Among the negative samples tested for confirmation, out of 100 NS1 negative samples 8 were positive for IgM antibody and out of 100 IgM negative samples 6 were positive for NS1 antigen. One possible explanation, for the missed dengue cases by IgM testing even in convalescent cases, can be that sensitivity of the IgM testing for the diagnosis of dengue cases with secondary infection is not as good as for the primary dengue infection [18]. For NS1 antigen test also sensitivity is not same for all the serotypes [19]. It shows that the ideal method for the serodiagnosis of dengue is that every suspected case should be tested for both NS1 antigen and IgM antibody.
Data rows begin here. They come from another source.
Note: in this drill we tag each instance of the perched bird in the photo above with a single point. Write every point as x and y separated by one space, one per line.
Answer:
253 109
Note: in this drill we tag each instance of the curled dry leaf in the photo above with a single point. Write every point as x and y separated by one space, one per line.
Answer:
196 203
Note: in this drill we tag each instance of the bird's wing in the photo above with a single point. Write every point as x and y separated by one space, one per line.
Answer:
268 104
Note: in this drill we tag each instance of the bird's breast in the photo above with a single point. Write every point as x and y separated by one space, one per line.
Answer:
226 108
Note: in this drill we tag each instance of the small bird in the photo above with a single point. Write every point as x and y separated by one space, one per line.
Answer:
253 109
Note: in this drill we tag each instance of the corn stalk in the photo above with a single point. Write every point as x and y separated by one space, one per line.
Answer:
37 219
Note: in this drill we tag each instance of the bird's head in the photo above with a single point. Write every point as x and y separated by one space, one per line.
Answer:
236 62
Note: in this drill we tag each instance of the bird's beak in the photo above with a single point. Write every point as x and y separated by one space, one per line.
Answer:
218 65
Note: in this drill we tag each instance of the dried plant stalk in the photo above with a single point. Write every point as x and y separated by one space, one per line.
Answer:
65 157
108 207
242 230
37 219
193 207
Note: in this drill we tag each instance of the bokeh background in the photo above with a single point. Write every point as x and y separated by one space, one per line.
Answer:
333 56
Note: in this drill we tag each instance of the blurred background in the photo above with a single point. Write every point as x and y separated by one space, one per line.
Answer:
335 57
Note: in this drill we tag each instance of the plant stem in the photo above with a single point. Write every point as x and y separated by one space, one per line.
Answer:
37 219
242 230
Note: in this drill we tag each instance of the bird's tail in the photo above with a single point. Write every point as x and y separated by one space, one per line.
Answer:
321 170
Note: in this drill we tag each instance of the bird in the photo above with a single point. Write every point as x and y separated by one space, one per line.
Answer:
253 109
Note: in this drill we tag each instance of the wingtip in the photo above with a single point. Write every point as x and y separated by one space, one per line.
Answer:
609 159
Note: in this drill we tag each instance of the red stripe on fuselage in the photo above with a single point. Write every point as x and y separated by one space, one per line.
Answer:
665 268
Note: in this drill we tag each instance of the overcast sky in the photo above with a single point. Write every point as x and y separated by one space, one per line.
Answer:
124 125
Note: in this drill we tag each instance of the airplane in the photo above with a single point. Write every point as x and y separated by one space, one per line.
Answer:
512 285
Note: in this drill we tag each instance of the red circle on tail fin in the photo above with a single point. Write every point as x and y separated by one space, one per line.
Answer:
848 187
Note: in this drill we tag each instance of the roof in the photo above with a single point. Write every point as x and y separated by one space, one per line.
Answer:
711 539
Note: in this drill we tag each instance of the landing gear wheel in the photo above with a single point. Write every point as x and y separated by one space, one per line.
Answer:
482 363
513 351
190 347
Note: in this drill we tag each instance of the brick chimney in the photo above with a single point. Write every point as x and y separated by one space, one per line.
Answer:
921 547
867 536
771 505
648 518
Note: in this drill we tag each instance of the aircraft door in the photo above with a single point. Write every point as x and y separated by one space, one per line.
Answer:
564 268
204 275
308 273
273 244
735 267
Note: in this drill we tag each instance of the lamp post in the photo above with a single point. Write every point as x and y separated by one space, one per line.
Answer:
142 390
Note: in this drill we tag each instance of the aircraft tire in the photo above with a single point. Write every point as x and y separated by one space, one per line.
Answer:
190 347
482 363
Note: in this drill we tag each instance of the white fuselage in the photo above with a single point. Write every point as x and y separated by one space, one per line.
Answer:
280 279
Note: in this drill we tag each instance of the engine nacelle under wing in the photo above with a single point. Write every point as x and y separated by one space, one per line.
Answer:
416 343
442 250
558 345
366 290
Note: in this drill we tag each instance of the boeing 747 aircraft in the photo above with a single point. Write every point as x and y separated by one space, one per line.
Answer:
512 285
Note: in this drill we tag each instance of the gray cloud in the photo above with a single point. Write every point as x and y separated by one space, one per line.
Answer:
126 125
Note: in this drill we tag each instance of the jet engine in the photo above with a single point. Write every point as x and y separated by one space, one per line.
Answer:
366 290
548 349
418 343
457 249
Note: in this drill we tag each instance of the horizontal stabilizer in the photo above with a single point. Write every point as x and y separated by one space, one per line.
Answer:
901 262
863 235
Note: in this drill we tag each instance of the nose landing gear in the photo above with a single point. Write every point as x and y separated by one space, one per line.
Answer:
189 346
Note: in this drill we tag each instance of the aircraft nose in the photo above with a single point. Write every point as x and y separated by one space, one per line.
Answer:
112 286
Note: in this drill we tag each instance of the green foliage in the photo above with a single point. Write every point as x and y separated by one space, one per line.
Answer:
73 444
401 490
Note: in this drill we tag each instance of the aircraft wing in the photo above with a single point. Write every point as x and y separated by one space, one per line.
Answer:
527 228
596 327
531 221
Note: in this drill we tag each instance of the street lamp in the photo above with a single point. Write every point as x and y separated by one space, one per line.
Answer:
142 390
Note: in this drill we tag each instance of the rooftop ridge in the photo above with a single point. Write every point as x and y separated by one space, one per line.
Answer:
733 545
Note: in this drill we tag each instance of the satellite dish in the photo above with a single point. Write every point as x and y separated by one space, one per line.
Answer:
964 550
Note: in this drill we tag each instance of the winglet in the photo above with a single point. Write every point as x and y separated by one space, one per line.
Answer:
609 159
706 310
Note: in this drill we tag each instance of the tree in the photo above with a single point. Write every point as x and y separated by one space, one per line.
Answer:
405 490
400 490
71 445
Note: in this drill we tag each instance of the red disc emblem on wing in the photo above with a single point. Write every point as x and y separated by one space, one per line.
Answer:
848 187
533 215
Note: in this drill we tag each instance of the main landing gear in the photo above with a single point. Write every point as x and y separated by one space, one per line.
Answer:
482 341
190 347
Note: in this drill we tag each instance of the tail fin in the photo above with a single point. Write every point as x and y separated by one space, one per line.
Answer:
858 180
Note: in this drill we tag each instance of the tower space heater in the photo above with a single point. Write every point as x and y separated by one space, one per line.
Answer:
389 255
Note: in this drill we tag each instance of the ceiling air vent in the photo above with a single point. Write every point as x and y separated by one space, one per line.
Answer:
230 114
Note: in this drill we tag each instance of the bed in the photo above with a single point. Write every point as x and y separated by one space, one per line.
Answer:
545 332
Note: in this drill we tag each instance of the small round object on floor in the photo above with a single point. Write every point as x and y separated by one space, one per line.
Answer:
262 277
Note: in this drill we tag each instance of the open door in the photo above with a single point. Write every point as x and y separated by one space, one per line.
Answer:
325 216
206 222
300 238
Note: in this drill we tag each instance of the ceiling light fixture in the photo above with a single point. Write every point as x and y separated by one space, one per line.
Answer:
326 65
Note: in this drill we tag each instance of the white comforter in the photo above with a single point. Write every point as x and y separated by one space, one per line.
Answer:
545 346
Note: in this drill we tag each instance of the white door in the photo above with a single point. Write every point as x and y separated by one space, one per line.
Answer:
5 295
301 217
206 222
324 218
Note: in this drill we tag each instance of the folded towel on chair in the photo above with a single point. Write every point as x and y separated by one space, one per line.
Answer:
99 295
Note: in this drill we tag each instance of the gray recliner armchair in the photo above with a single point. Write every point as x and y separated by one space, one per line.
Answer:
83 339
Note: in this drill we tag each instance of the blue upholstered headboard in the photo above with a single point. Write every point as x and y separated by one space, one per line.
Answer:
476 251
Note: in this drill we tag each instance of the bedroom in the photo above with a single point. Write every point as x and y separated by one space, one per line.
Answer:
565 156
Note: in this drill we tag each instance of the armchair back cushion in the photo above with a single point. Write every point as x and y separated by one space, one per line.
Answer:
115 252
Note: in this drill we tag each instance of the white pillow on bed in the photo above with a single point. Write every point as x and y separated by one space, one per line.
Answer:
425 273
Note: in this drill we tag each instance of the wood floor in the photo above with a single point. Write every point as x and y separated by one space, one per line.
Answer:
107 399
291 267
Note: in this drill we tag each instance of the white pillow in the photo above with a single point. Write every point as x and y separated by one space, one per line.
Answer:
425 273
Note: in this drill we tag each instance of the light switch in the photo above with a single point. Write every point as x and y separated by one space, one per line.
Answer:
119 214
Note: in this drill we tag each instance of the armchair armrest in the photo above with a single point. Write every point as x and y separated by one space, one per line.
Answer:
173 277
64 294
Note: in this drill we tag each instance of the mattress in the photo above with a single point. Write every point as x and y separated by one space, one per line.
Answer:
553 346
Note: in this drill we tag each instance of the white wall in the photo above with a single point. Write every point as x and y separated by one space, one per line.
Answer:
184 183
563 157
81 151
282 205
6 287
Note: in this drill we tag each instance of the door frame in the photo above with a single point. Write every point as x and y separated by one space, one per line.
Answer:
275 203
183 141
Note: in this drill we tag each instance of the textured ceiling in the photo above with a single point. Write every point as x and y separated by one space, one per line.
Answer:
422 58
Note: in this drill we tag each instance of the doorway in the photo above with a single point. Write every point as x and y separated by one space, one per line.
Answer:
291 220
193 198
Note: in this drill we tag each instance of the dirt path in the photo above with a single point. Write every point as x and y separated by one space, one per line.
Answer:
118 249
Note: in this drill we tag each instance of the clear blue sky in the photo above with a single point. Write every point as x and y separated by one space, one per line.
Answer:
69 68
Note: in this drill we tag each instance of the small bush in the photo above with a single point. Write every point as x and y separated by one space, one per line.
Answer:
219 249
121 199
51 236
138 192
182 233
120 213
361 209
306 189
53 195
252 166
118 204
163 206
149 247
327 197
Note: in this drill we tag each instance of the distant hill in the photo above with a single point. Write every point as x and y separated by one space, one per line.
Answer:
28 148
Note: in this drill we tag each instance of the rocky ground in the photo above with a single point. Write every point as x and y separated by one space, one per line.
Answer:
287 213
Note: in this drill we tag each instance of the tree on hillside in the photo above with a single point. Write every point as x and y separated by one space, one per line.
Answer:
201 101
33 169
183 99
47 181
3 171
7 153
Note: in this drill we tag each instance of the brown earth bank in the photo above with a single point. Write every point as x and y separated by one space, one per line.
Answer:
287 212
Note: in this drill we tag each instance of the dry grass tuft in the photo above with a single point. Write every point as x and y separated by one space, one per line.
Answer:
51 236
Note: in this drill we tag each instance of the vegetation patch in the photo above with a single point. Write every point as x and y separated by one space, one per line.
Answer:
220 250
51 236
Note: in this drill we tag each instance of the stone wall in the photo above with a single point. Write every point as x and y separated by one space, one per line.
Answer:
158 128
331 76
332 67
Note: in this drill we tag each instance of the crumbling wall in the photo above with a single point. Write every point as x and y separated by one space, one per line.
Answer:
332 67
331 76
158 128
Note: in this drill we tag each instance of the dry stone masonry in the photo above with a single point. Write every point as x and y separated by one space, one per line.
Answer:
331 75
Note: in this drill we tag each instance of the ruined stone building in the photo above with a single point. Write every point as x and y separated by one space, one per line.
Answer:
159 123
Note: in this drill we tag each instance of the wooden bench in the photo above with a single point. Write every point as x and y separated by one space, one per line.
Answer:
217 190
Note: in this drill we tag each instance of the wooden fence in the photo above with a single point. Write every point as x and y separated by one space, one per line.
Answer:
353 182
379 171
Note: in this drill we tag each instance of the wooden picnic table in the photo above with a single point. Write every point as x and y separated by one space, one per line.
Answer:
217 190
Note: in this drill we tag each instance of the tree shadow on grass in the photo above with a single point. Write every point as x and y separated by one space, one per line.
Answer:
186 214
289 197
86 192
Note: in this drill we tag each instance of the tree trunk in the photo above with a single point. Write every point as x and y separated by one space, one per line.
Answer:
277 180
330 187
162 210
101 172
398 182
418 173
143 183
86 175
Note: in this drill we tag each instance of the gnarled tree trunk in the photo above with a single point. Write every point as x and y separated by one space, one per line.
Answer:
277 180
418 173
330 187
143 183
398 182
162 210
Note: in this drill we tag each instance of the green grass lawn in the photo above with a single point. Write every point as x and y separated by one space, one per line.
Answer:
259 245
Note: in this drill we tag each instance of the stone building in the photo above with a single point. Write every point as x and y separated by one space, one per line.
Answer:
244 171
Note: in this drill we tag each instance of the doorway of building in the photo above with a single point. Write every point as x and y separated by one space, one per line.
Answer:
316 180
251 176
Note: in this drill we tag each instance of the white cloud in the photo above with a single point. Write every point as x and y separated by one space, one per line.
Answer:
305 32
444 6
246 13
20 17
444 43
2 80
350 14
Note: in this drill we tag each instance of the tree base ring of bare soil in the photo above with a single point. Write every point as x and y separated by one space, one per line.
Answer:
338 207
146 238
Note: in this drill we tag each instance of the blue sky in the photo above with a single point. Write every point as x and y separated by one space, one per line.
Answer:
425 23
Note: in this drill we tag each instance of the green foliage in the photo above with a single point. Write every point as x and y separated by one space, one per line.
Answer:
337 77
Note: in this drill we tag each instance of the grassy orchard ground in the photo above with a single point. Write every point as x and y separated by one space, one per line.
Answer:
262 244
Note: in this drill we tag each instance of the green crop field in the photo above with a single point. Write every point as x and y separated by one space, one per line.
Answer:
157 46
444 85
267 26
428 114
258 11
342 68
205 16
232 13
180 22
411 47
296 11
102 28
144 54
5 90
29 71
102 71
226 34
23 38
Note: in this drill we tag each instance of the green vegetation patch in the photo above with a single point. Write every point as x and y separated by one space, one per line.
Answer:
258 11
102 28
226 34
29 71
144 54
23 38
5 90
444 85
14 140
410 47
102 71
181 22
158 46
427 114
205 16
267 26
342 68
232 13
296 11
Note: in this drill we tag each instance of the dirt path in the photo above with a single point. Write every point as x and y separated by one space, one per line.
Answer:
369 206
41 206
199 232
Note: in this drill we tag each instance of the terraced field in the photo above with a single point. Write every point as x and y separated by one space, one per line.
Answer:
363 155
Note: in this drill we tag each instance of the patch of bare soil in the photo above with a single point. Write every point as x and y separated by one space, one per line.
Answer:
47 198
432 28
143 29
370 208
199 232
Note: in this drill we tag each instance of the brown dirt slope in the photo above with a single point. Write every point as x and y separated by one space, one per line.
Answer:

In Delhi more than 25% population has been reported to have a past infection of Dengue [20]. Very high percentage of secondary dengue is reported in the area where incidence of dengue is very high. A study from Thailand reports 96 (81.4%) out of 118 dengue cases as secondary dengue cases [21]. Severe dengue infection is often attributed to the non-neutralizing antibodies present in plasma from the past infection of dengue. This indicates an alarming state that in future outbreaks of dengue, there may be higher number of secondary dengue cases with severe manifestations.
Limitation
This study does not tell about the serotypes of the dengue virus circulated in the outbreak. Further studies are required to confirm the cause of missed cases by IgM antibody and NS1 antigen.
Conclusion
The study concludes that dengue is still a serious health problem in Delhi as the number of cases in Delhi is on constant rise with the exception of 2011 and 2014, which may be attributed to rapid urbanization and demands necessity of strict and vigorous vector control programs. The study also concludes that if we perform only IgM antibody and NS1 antigen detection test for patients, we may miss many positive cases and both the tests should be performed for each patient. Due to the increased prevalence of past infection of dengue, percentage of secondary dengue cases is also increasing in Delhi.